A third ball mill takes a split of feed from each module to help maintain a target product size.

Both modules are fed from the same primary crushing circuit through a coarse ore stockpile that provides surge capacity.

The grinding circuit is designed to turn out a product size suitable for downstream froth flotation.

A large variation of ores is being fed through the mill and ore types are harder than normal, leading to lower throughput under normal grinding conditions.
These harder ores can sometimes be inferred through mineralogical data but not always.

It is forecast these harder ores will become a greater proportion of Mt Keith's feed over coming years.

The main problem with the harder ore types is they hold up the SAG mills, restricting throughput.

The SAG mill feed is controlled by mill weight, measured by four load cells on the mill bearing system.

If ore does not grind quickly enough in the SAG mills the mill weight increases and the control system reduces feed to the mill to maintain the desired mill weight.

While the two Mt Keith SAG mills are identical in design, their operation is not, due to segregation of the coarse and fine material in the stockpile providing the feed to the grinding circuit.

Therefore the two circuits operate under different conditions and this has always made maximising throughput and optimising the grind size harder.

Other variables that can have an impact on mill throughput include:

  • Mill feed and discharge water flow;
  • Use of different cyclone configurations, pressures or densities to manipulate the particle size leaving the SAG mill;
  • Varying the speed of the feeders to preferentially feed finer or coarser material from the stockpile, which is not sustainable in the long-term; and
  • Changing the closed side setting on the primary crusher to produce smaller rocks. However, this limits throughput at the crusher, which might not be sustainable under certain conditions.

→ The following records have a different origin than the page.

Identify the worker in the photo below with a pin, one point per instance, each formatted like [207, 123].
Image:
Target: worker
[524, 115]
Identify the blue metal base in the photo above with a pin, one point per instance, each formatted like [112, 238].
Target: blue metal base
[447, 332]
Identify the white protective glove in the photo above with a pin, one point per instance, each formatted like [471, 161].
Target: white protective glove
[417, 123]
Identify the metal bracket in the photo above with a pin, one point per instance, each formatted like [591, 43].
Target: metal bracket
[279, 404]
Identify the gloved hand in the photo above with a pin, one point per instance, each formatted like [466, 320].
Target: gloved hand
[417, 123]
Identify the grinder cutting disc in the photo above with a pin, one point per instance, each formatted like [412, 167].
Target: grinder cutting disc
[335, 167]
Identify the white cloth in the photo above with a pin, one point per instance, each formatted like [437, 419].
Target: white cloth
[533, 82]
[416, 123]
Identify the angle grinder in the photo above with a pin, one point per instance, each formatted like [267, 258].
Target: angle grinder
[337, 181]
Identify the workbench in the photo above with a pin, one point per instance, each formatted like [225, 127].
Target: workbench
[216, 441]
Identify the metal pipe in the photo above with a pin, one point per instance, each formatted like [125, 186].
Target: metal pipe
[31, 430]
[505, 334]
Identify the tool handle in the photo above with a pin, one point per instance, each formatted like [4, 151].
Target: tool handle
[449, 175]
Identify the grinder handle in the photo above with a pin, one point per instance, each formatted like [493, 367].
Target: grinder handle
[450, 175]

The Steel Ballers, made up of Rohan Mehra, Adam Tynas, Jade Forlani-Brennan, Stephen Mott and Naomi Naveh, used machine learning regressions to create a digital model of the SAG mill.

That was used with a genetic algorithm to adjust operator tuneable parameters to increase grinding circuity throughput by 3%.

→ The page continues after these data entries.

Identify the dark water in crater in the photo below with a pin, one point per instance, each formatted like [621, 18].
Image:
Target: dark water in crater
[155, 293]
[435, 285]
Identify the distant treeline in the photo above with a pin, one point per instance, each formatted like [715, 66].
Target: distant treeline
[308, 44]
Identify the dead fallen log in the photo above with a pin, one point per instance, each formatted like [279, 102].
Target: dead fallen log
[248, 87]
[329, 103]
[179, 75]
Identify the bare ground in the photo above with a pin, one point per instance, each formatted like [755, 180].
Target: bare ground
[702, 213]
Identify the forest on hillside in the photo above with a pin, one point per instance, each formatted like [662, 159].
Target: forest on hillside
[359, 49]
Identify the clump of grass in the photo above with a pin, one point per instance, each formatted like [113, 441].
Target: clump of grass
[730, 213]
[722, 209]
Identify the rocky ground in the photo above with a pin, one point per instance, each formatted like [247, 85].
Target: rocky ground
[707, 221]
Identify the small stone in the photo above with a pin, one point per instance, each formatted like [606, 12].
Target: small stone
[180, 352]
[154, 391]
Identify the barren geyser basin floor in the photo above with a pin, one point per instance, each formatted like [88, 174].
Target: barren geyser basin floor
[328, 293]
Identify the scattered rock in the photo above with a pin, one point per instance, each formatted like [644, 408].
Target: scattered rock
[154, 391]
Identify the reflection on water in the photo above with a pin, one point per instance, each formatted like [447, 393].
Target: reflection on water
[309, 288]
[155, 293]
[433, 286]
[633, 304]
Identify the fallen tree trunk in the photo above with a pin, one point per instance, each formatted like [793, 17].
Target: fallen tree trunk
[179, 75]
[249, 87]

The team focused on SAG2 because it had additional sensors - vibration sensors at the input, output and drum - which proved to be statistically significant for predicting SAG mill throughput.

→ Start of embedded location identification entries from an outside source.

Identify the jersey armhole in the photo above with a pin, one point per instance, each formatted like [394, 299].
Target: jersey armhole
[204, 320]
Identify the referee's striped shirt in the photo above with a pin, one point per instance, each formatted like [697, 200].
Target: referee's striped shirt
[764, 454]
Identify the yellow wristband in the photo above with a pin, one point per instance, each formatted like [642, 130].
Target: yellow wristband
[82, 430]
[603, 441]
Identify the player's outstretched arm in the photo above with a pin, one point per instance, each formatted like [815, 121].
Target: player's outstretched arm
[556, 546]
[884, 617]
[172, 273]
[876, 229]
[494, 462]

Once a digital twin model was "trained" using historical plant data and validated for accuracy on an "unseen" month of plant data, genetic algorithms were used to see what would happen if operators had chosen to do the most optimal thing given the controllable parameters they had.

That led to the 3% throughput increase, which at present nickel prices, would equate to a $30 million increase in production.

Eclipse won second place for its Holistic Process Solution in answer to the Kwinana Nickel Refinery challenge that involved regulating the leach recovery.

The Eclipse solution supports operator decisions and process stability through process response predictions. It is powered by machine learning.

"By using machine learning to analyse two years of processing history our solution was able to predict likely future process performance and determine which inputs the operators should adjust to minimise reactant use, minimise process upsets and maximise recovery and yield," Eclipse team member Andrew Vinciguerra said.

The young innovator award went to Rush Hour, which tackled the second Kwinana Nickel Refinery Challenge of preventing shutdowns from solid scale build-up in pipes.

It developed Radiclean, which uses flux to ionise and create turbulence by implementing a control system logic based on the data provided.

Sense-u-all won the people's choice award for its solutions to automatically detect and localise where air ingress was occurring at the Kalgoorlie Nickel Smelter offgas train.

Its solution used a trace gas detection system and temperature monitoring.
Core Innovation Hub presented a special prize to Team ECU for its SAG mill control solution.

Team ECU receives three months of co-working at Core, as well as industry connections and support to grow its business.